News Stay informed about the latest enterprise technology news and product updates.

Behind the scenes at Carbonite's online backup service

Photobucket
Carbonite CEO David Friend in his Boston-area office

“Do-it-yourself” infrastructure is a competitive differentiator among providers of storage services, I’ve learned in conversations with providers over the last two weeks. While not every Web 2.0 service is storage-focused, these discussions make me wonder what the results will be for third-party storage vendors looking to supply prepackaged configurations to service-provider data centers.

Following Carbonite’s lawsuit against its former storage supplier, its competitors such as SpiderOak have pounced on the opportunity to tout their own internal infrastructures in an attempt to lure worried Carbonite customers.

SpiderOak CEO Ethan Oberman told me that SpiderOak assembles its own storage systems out of commodity servers and disk drives, purchasing individual components and assembling them under the company’s proprietary storage clustering software. “We don’t rely on a third party pre-assembled storage system” as Carbonite did with Promise, Oberman said.

Shortly after I posted about Oberman’s statements, Carbonite CEO David Friend invited me to see Carbonite’s infrastructure. I took him up on that last Friday, and it turns out Carbonite’s setup isn’t much different from what SpiderOak described.

Photobucket
The current Carbonite infrastructure – sets of 15 one-terabyte
SATA drives packed into racks of custom Dell equipment

Carbonite has between 10 PB and 12 PB of storage in two data centers in the Boston area. While the vendor is suing Promise for products it deployed several years ago, Carbonite has already completely changed out the Promise storage in favor of a self-integrated system of Dell PowerEdge MD1000 and MD3000 servers packed with 15 one-terabyte SATA disks, configured for RAID 6. Four of these units are attached to each server node that runs the company’s internally written parallel file system.

Photobucket
Carbonite infrastructure detail

SpiderOak’s Oberman said his company assembles the disk drives and RAID controllers internally. Friend said he’s still content to let a third-party vendor assemble the RAID arrays despite the experience with Promise.
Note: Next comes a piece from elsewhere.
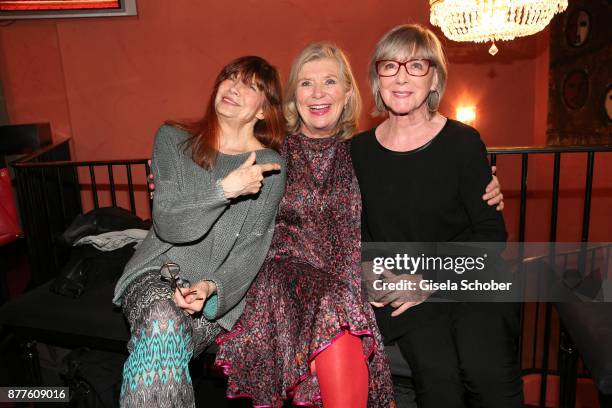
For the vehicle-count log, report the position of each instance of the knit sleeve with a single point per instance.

“The software is what we worry about,” he said. Promise’s arrays had firmware bugs, he said, something that might not have changed if Carbonite had done more of the hardware assembly. “Even if you buy a disk drive from somewhere, it has firmware in it – we’re not going to get into that kind of stuff,” Friend said.

Carbonite chose Dell to replace Promise based on a discounted price and its willingness to work with Carbonite to design a customized hardware system, according to Friend.
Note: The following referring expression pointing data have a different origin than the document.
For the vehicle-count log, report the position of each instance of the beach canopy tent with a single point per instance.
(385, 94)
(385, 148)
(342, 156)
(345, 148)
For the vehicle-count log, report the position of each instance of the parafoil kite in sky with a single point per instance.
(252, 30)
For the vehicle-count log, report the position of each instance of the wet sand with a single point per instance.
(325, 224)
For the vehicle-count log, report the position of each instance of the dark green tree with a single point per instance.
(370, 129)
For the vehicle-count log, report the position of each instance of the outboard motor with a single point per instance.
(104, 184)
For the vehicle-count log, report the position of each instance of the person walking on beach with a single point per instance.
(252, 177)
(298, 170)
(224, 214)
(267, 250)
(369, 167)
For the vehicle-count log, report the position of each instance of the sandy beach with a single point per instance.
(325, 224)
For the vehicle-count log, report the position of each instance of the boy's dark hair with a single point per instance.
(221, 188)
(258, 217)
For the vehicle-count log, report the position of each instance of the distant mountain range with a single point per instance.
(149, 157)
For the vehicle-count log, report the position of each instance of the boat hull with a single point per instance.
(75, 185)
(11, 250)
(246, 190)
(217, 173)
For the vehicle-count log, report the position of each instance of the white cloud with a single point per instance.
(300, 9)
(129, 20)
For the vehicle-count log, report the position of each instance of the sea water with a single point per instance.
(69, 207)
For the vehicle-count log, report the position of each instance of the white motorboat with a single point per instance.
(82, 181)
The more I talk to online storage service providers, the more there seems to be a disconnect between what they’re deploying and what storage vendors are marketing in an effort to reach Web 2.0 shops. While new “cloud” storage systems such as EMC’s Atmos and HP’s ExDS are built on industry-standard hardware components, the vendors also supply software to tie those components together.

Friend said he’s learned that a fully prepackged software-hardware system from a third-party vendor won’t fit his business. “Every piece of software we’ve bought along the way has broken,” he said.

But this also may be because Carbonite is an outlier in terms of its workload. “There aren’t a lot of 10 petabyte data centers out there,” Friend said. He estimated some 95% of the processing time in Carbonite’s data center is spent on write, rather than read operations. “There [also] aren’t a lot of data centers out there that are ‘mostly write,'” he added.

Carbonite also designed its parallelized distributed file system to treat data in its data center and on users’ PCs as part of one big geographically distributed pool. Friend claims this is a differentiator, providing speedier restores to users than competitors such as Mozy can do by reassmbling files before restoring data.

For those reasons, Friend said he doesn’t anticipate that online services focused primarily on storing customer data will be fertile ground for existing storage vendors. This hasn’t stopped third-party storage vendors from making regular sales calls to Carbonite’s data center, according to senior director of operations Kai Gray. Gray said he listens to most of the pitches, but he echoed Friend on the issues with prepackaged software, and said the cost comparison equation has yet to change.

“By the time [a storage vendor] puts stuff together and marks it up, it’s too expensive,” he said. Storage product competition in this data center is at the disk-drive level rather than systems. “We’re eagerly awaiting two terabyte disk drive shipments,” Gray said. Right now Carbonite has mostly Western Digital disk drives deployed, but “we are very drive agnostic.”

While Carbonite has yet to go for a third-party “cloud” storage system, Friend also points out it’s a different animal from many other Web 2.0 companies. “Most data centers are a cost center, not the business itself,” he said. “This is our factory – everything has to be customized because it’s a competitive advantage. It’s worth it to spend money designing our own file system, but if you’re, say, Fidelity, you don’t want to do that.”

Photobucket
Carbonite CEO David Friend and director of operations Kai Gray in one of Carbonite’s Boston-area data centers

Digital archiving the next frontier?

The data center I saw was very impressive – it’s in one of the newest facilities in the Boston area, complete with ultrasonic humidifiers and state-of-the-art security. But it’s not too far from Carbonite’s other data center, bringing to mind what ESG founder and blogger Steve Duplessie wrote after Carbonite announced the Promise lawsuit. The analyst cautioned that enterprise users should ask online backup services about things like SLAs and geographic redundancy to distinguish between consumer/prosumer and enterprise services before signing over their backups.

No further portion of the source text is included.